In seiner Rede vor dem EU-Ausschuss der Regionen, einem beratenden Gremium, das lokale und regionale Behörden vertritt, Marc Lemaître von der Abteilung für regionale Entwicklung der Kommission, bestätigte er, dass Polen Zugang zu EU-Vorfinanzierungen für seine genehmigten Kohäsionsausgabenpläne hatte. Aber solange die „Ermöglichungsbedingung“ der Grundrechtecharta nicht erfüllt sei, würden Rechnungen nach Brüssel nicht erstattet.

Das bedeute nicht, dass das Geld nicht irgendwann ausgezahlt werde, betonte er.

Ein polnischer Beamter spielte mögliche Auswirkungen einer verspäteten Auszahlung auf die Haushaltslage Warschaus herunter und sagte, dass Zahlungsanträge im Rahmen der neuen Runde der Kohäsionsfinanzierung erst im nächsten Jahr gestellt würden, bis zu diesem Zeitpunkt werde die Rechtsstaatlichkeitssituation hoffentlich gelöst sein.

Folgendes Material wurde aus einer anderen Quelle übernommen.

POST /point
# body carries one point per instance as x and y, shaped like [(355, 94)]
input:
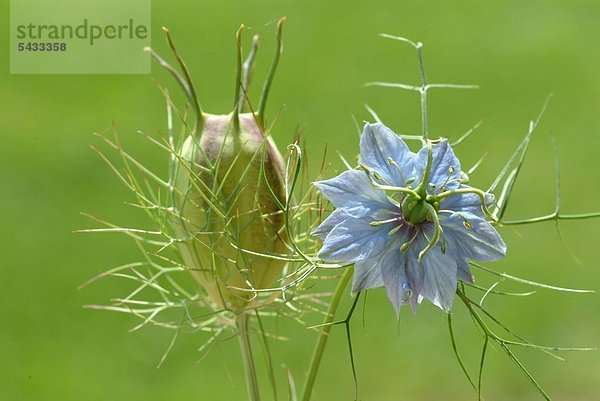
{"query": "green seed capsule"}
[(227, 215)]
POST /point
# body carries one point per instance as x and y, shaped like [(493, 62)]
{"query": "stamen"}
[(422, 188), (378, 223)]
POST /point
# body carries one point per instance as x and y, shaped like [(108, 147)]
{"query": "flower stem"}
[(324, 335), (247, 357)]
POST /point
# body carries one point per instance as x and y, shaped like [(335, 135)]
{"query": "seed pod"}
[(226, 218)]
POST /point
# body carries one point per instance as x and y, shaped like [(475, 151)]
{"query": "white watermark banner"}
[(79, 36)]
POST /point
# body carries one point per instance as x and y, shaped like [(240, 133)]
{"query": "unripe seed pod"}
[(228, 215)]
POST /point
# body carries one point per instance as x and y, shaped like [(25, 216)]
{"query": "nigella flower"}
[(407, 221)]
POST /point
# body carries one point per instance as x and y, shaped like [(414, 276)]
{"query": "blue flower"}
[(407, 221)]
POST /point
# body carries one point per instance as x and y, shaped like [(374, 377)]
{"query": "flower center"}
[(418, 210)]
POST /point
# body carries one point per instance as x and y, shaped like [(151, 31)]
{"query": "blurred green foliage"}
[(518, 51)]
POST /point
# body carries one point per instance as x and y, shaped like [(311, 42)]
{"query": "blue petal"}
[(378, 143), (464, 272), (354, 239), (479, 242), (335, 218), (466, 202), (367, 275), (439, 283), (353, 191), (443, 162), (395, 279)]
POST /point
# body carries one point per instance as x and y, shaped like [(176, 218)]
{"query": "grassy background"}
[(518, 51)]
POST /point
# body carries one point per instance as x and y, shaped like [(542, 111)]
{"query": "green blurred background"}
[(518, 51)]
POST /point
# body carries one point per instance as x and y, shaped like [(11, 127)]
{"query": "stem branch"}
[(324, 335)]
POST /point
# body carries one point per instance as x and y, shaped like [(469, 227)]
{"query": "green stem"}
[(324, 335), (248, 358)]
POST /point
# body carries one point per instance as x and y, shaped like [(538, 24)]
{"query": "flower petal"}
[(466, 202), (367, 275), (395, 279), (464, 272), (444, 166), (479, 242), (378, 143), (354, 239), (440, 278), (353, 191)]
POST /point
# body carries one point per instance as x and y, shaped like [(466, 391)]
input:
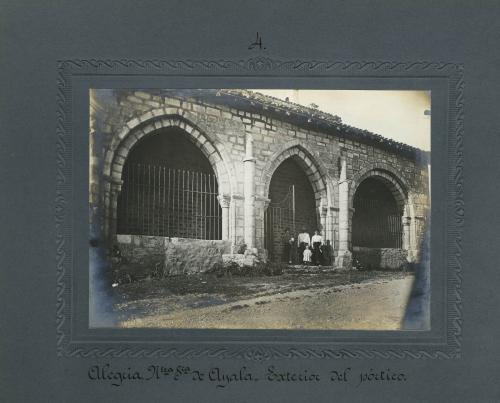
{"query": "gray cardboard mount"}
[(52, 52)]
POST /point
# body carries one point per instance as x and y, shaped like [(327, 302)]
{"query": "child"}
[(307, 255)]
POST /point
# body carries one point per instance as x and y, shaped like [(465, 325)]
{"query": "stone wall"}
[(380, 258), (145, 256)]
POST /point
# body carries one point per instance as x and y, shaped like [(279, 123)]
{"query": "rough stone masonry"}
[(246, 136)]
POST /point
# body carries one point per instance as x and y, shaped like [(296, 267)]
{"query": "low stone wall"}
[(380, 258), (145, 256)]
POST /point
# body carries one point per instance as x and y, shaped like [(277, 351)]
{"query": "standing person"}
[(303, 240), (292, 257), (316, 242), (306, 257)]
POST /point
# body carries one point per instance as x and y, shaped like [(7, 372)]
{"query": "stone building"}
[(226, 172)]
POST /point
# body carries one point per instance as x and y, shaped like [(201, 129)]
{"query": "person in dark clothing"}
[(303, 240), (327, 253), (292, 257), (285, 242)]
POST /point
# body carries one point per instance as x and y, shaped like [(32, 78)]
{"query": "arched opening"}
[(169, 189), (292, 207), (377, 218)]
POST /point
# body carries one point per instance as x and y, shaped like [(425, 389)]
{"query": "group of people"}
[(306, 249)]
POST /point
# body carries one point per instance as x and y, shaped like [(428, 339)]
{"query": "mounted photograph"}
[(259, 209)]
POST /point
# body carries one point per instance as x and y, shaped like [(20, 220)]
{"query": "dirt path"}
[(376, 304)]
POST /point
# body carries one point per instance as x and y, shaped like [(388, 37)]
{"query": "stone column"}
[(412, 241), (225, 202), (345, 256), (249, 190), (330, 235)]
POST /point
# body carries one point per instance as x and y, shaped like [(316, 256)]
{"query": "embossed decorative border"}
[(257, 66)]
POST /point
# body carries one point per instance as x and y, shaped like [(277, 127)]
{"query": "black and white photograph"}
[(260, 209)]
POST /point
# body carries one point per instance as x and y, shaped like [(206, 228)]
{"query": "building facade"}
[(244, 168)]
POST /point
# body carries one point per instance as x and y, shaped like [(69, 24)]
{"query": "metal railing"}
[(161, 201)]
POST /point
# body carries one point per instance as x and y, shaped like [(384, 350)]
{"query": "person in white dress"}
[(316, 242), (303, 240)]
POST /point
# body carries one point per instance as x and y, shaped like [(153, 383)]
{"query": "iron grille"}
[(162, 201)]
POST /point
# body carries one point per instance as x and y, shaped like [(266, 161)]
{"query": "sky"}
[(398, 115)]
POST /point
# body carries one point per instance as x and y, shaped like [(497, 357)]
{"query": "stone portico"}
[(246, 137)]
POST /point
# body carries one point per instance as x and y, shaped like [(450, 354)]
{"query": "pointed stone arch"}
[(386, 174)]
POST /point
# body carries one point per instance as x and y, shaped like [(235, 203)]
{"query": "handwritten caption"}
[(222, 378)]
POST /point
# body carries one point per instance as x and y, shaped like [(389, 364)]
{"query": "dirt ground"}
[(297, 300)]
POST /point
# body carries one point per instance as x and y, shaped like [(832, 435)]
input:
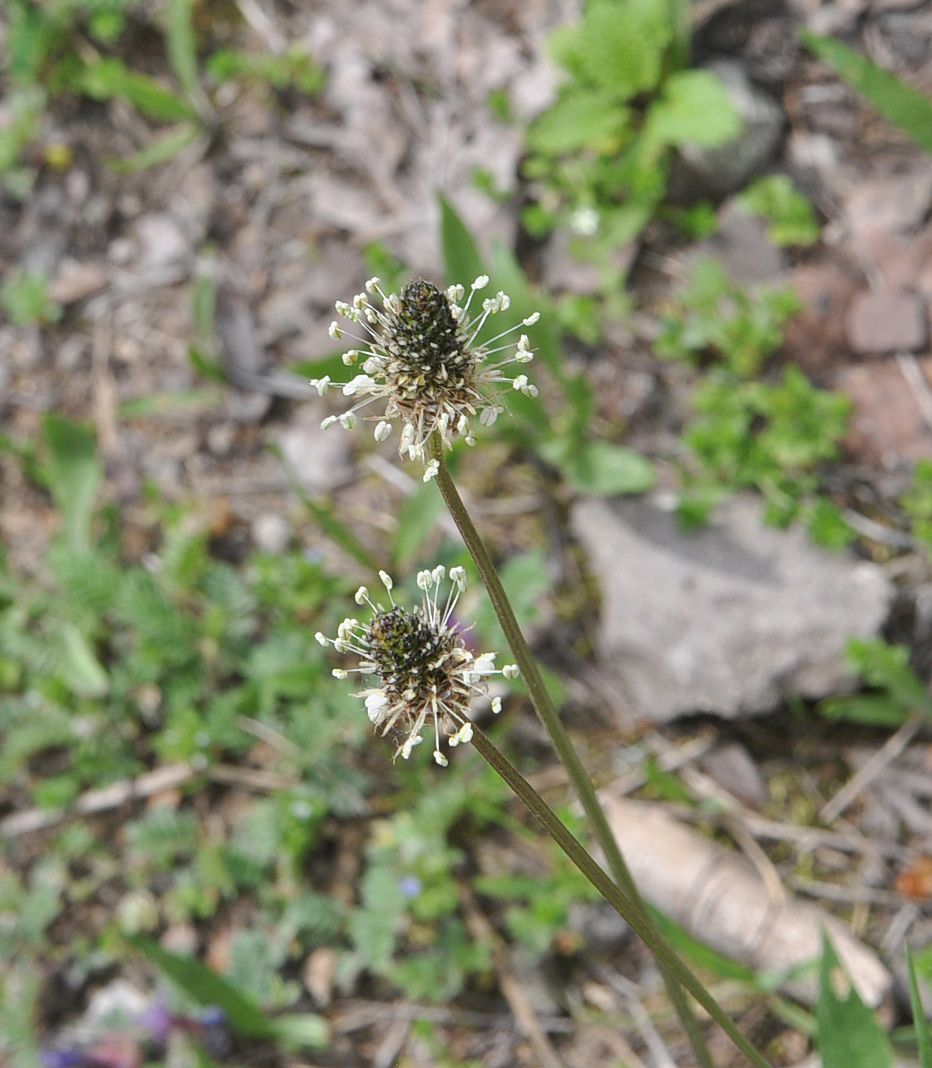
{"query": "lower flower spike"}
[(425, 676)]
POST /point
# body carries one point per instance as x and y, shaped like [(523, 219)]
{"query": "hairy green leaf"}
[(849, 1035)]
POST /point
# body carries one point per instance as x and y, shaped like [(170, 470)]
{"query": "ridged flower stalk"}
[(427, 364), (579, 776)]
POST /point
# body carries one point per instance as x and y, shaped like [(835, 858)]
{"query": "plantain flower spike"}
[(424, 364), (424, 676)]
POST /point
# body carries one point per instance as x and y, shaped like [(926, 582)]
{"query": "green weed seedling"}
[(898, 692), (903, 106), (917, 503), (751, 432), (26, 300), (72, 48), (849, 1034), (599, 157)]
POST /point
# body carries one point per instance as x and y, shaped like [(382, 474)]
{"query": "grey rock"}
[(732, 767), (271, 532), (728, 619), (320, 458), (161, 240), (726, 169), (742, 245)]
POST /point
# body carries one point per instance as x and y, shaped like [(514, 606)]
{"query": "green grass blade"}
[(849, 1034), (207, 988), (462, 261), (903, 106), (923, 1036), (73, 472)]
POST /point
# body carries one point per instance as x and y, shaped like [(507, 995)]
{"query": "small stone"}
[(894, 204), (732, 767), (76, 281), (887, 424), (886, 320), (743, 247), (162, 241), (729, 619), (221, 438), (727, 169), (271, 532)]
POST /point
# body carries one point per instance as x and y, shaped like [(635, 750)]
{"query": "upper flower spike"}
[(422, 355), (425, 674)]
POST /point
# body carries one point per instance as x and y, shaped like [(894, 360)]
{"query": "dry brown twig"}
[(482, 930)]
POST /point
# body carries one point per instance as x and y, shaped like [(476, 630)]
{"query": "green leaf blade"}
[(905, 107)]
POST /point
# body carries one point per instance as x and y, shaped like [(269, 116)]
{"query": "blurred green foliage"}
[(752, 430), (82, 48), (600, 157)]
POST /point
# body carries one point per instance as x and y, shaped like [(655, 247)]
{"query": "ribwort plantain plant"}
[(425, 361)]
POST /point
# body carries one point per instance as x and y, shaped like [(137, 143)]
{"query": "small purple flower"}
[(62, 1058), (157, 1020), (216, 1032)]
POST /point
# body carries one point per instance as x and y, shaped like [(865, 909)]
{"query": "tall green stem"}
[(621, 901), (562, 741)]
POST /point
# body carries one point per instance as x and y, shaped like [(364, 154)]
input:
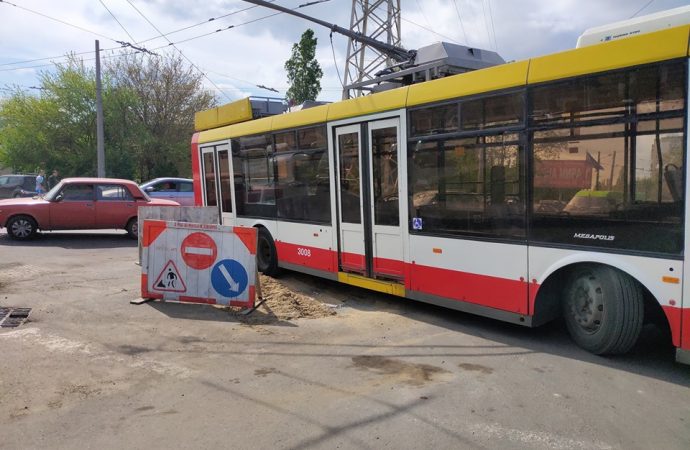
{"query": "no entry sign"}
[(198, 263), (199, 250)]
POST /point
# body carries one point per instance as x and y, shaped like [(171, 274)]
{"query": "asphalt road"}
[(90, 370)]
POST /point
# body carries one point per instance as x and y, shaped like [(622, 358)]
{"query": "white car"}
[(180, 190)]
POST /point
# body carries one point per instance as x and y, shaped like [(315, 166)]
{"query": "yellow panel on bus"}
[(643, 49), (238, 129), (370, 104), (235, 112), (204, 120), (301, 118), (475, 82)]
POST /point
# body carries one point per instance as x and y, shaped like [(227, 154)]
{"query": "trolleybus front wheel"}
[(603, 309), (266, 256)]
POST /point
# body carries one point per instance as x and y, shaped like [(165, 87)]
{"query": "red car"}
[(78, 203)]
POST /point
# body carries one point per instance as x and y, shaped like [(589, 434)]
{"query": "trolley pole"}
[(100, 146)]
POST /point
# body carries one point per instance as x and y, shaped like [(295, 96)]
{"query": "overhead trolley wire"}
[(462, 26), (183, 55), (118, 22), (156, 37)]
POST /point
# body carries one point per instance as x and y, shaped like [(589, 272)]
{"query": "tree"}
[(160, 120), (56, 128), (303, 71)]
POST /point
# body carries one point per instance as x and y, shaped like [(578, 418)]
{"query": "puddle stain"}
[(132, 349), (265, 371), (409, 373), (476, 368)]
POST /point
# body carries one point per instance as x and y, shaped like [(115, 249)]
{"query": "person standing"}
[(40, 189), (53, 179)]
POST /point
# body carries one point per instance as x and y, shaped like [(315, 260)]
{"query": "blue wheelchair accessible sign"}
[(229, 278)]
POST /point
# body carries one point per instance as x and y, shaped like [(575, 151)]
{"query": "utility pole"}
[(378, 19), (100, 145)]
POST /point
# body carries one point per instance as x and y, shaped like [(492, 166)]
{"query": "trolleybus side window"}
[(607, 164), (254, 179), (465, 183), (224, 175), (303, 187), (210, 179)]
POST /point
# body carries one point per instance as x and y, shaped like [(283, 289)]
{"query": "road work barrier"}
[(198, 263)]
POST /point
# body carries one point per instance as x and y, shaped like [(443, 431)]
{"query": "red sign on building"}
[(563, 174)]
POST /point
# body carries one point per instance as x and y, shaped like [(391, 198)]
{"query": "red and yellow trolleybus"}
[(550, 187)]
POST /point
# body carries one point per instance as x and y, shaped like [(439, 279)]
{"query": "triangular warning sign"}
[(169, 279)]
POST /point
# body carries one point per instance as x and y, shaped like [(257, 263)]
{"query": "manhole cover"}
[(13, 317)]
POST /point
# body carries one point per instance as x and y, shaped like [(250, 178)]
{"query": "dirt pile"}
[(282, 303)]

„Fonds werden zugänglich sein, darunter [the recovery fund] und Zusammenhalt zu gegebener Zeit“, betonte der Beamte.

Der polnische Entwicklungsfonds und das Ministerium für Regionalpolitik gingen nicht auf die spezifische Frage der künftigen EU-Regionalhilfe ein, sondern verteidigten stattdessen die Gesamtleistung des Landes im Bereich der Rechtsstaatlichkeit. „Die polnische Regierung stellt sicher, dass niemand in unserem Land in irgendeiner Weise diskriminiert wird“, sagte das Ministerium in einer Antwort per E-Mail. „Die Partnerschaftsvereinbarung (für die regionale Finanzierung) bestätigt, dass während der Vorbereitung, Durchführung, Überwachung, Berichterstattung und Bewertung von Programmen keine Diskriminierung zulässig ist. Was sehr wichtig ist [is that] die Europäische Kommission teilt unsere Meinung zu dieser Angelegenheit.“

Szumowski sagte jedoch, dass die Gefahr, den Zugang zu Kohäsionsfonds zu verlieren, ein ernstes Problem für sein Land sei.

Szumowski warnte, dass der Zugang zu EU-Geldern zur Geisel der Innenpolitik geworden sei. „Als wir unsere Verpflichtungen unterzeichneten, als wir der Europäischen Union beitraten, traten wir dem Club nicht für vier Jahre bei, von Wahl zu Wahl, sondern so lange, wie die EU besteht“, fügte er hinzu.

Die Warschauer Koalitionsregierung hat behauptet, sie mache Fortschritte bei ihren Rechtsstaatlichkeitsstreitigkeiten mit Brüssel, nachdem sie die Genehmigung für ihren Gesamtplan im Rahmen des 800-Milliarden-Euro-Wiederaufbaufonds erhalten hat. Magdalena Rzeczkowska, Finanzministerin, sagte der Financial Times, dass Warschau „auf dem Weg sei, dieses Geld zu bekommen“ und dass ihre Regierung vor Dezember einen ersten Zahlungsantrag – für 2,85 Milliarden Euro an Zuschüssen und 1,37 Milliarden Euro an Darlehen – stellen könnte.

Einige EU-Diplomaten und -Beamte sagen, dass die politischen Fortschritte in den Diskussionen über die Unabhängigkeit der Justiz nur langsam vorankommen.

Ein Kommissionssprecher bestätigte, dass Brüssel kürzlich den Inhalt eines Trios von Kohäsionsprogrammen genehmigt habe, das Polen vorgelegt habe. Aufgrund der Nichterfüllung der „Ermöglichungsbedingungen“ im Zusammenhang mit der Charta der Grundrechte konnte es jedoch keine Erstattung der von Polen vorgelegten Ausgaben vornehmen – außer für technische Hilfe und Ausgaben zur Erfüllung der Bedingungen.

„Die Kommission und Polen werden weiterhin zusammenarbeiten, um die verbleibenden Probleme zu lösen“, sagte der Sprecher.